Today I had Eclipse -1 on the calendar but for some reason wasn’t feeling that long recovery during the middle of the intervals so swapped it out for Tallac +1. The workout felt
, I was even beginning to like all the different steps that this one has during the interval.
Just finishing week 10 of a 12 week FTP builder block. I completed Spruce-1 while I watched Omloop het Nieuwsblad. What a great way to spend the mornging! So far TRs AI FTP detection and workout planner has been amazing! Love it!
Technically yesterday but had my first good feeling threshold workout in a while. Was back to back to back VO2, SS into Threshold for the 3 days. Had a work trip and then got a little sick that had impacted week prior and first half of this week.

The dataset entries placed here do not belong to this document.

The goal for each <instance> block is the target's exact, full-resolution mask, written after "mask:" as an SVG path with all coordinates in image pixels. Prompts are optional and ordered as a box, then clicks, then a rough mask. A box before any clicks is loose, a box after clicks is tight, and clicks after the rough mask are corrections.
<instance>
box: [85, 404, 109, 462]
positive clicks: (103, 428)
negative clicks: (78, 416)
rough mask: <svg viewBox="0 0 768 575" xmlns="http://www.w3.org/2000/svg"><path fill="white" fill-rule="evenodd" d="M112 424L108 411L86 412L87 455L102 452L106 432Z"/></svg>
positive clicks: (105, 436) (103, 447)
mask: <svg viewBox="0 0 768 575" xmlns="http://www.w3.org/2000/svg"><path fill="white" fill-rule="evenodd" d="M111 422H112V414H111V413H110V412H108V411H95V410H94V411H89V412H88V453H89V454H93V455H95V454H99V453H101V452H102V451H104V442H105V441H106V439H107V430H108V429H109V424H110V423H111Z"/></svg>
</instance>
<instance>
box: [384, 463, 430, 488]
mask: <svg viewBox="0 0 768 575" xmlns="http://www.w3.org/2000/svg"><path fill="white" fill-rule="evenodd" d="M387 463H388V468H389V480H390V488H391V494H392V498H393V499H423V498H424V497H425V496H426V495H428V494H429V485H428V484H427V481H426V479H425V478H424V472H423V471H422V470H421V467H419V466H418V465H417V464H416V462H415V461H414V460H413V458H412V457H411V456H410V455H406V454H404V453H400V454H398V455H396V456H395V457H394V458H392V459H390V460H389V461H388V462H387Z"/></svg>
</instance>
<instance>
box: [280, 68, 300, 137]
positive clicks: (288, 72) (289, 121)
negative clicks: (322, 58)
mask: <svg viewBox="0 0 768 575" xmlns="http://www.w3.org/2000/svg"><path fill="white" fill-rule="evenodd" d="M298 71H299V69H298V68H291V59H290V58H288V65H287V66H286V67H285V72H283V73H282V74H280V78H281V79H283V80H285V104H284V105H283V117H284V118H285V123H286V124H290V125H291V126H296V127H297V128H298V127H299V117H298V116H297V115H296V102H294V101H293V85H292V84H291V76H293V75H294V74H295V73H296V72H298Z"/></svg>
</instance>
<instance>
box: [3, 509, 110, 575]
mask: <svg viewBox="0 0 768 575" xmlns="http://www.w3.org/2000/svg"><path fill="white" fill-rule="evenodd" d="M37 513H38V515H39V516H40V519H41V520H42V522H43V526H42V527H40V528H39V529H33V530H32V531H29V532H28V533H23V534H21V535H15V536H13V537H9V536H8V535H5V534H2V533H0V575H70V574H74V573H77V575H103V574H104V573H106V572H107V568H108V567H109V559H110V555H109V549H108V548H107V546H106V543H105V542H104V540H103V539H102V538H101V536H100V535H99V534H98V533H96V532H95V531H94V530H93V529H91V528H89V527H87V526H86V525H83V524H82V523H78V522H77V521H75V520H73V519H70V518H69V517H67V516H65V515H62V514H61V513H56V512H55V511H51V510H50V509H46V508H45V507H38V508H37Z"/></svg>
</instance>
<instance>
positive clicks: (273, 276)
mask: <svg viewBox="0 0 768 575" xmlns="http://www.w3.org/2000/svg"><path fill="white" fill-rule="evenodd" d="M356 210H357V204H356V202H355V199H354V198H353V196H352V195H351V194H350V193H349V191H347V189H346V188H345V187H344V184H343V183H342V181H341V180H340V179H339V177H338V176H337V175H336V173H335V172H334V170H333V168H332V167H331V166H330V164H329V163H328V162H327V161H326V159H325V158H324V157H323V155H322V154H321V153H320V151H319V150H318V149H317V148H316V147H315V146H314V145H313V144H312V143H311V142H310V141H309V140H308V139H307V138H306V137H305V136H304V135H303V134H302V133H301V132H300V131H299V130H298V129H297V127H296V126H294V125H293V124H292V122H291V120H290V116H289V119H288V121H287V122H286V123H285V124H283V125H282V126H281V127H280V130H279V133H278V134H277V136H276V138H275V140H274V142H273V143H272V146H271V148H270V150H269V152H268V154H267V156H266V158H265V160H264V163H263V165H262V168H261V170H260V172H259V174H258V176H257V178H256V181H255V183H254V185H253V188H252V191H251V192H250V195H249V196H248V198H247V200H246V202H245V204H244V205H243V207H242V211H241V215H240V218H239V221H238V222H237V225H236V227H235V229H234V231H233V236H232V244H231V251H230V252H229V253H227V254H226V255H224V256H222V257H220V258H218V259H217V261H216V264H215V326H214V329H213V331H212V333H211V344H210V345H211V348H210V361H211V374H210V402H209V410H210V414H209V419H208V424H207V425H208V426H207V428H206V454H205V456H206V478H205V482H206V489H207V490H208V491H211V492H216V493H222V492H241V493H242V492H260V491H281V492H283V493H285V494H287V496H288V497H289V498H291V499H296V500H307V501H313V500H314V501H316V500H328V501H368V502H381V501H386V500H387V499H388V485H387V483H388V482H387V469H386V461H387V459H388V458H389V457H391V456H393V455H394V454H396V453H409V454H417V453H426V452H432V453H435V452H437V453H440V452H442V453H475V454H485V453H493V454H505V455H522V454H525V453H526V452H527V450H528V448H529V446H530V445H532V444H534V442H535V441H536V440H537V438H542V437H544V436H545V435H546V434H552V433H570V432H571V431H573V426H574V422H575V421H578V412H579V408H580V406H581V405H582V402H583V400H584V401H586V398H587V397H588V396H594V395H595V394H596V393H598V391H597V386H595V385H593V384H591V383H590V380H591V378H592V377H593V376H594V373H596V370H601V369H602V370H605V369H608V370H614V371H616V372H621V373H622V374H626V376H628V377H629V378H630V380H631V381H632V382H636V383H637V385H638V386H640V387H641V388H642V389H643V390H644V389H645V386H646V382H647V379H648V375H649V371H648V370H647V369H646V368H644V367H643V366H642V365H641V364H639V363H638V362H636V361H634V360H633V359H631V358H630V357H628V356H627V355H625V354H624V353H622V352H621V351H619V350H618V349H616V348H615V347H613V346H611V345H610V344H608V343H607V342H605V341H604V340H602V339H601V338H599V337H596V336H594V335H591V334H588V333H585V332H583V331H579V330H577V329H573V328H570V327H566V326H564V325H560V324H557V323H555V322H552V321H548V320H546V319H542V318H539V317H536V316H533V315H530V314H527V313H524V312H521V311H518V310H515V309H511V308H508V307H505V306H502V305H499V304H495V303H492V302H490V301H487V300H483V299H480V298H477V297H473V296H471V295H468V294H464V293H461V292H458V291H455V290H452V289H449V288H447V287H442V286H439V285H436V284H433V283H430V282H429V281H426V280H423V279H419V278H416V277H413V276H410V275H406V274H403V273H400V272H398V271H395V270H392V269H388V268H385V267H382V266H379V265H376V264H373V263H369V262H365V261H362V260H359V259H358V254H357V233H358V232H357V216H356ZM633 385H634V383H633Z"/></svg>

Also really enjoy seeing other TR kits in Zwift, gives me an extra boost seeing them out there and know we are all working on similar workouts. Working on the tron bike upgrade so was towing some other TR users around on my Zwift TT bike.
First failed planned workout this year. I’d already put it back a day, but I still wasn’t feeling 100% and should probably have not started it today either. Got through two and a bit of four intervals but today was a day when telling my legs to shut up just wasn’t working.
Ah, well. Recover and regroup. ![]()
Garraun VO2 Max 5.7. The first tough session after a recovery week is always the worst ![]()
Rated this hard; very challenging, but manageable. TR AI did well with this selection. It was a push without risking failure. That said, I’m glad there wasn’t a fourth set of intervals ![]()
Today I did my first ever outside workout, on a significant local hill. This also happened to be my first VO2 workout in a decent while. Garraun, rated a 5.6 (I note @stevo_bot’s post immediately above this one said 5.7 - I assume that’s an outside vs inside thing.)
I’ve seen people debating before whether to use ERG mode or not for VO2, with those against it suggesting you shouldn’t aim for TR’s prescribed intervals, you should aim for an RPE of 8-9. I read a bit on the subject before I went out, but not as much as I’d have liked to due to time constraints.
Obviously being outside, there was no ERG mode option. But I still had the debate in my head of do I do the ~340ish watts TR was asking for, or bury myself a bit more. I quite like my hard days to be hard, so I opted for the latter. 9 intervals of 2-2.5 minutes, where I averaged between 377 & 410W (depending on whether we’re talking avg or NP), without a drop-off across the set.
I wasn’t sure how to rate this. During each interval certainly “Very Hard”, almost “Max Effort”. But with the 5 minute cool downs? Just “Hard”, I think. I could have done 3 more intervals, for sure. They might have started to suffer, but even if they had I’d still have been above the watts prescribed. It’d have been a Moderate if I had done what TR asked for, for sure.
Garmin gave me a 52% rating on my workout, which I think I understand is low because I intentionally went over the power targets. Also my warm-up and cool-down were through some traffic etc.
The first interval was a bit confusing to me, I was ready to go, but it didn’t start counting the time down, said I had to press my lap button first. By the time I worked this out I’d already been balls to the wall for 30s
I assume that’s a safety thing, so no-one suddenly tries to bury themselves when their recovery interval happens to end an a sub-optimal moment.
All in all I enjoyed that, I can see me doing more workouts outside, now that the sun is starting to shine here again.
I still don’t really know what’s better though for VO2, the watts they ask for, or the watts I can do. ![]()
FWIW my predicted FTP 15 days from now went from 315 (+13) to 317 (+15), apparently regardless of whether I mark it as Hard or Very Hard… ![]()
…so I’m inclined to keep punishing myself more than TR wants me to in the VO2s ![]()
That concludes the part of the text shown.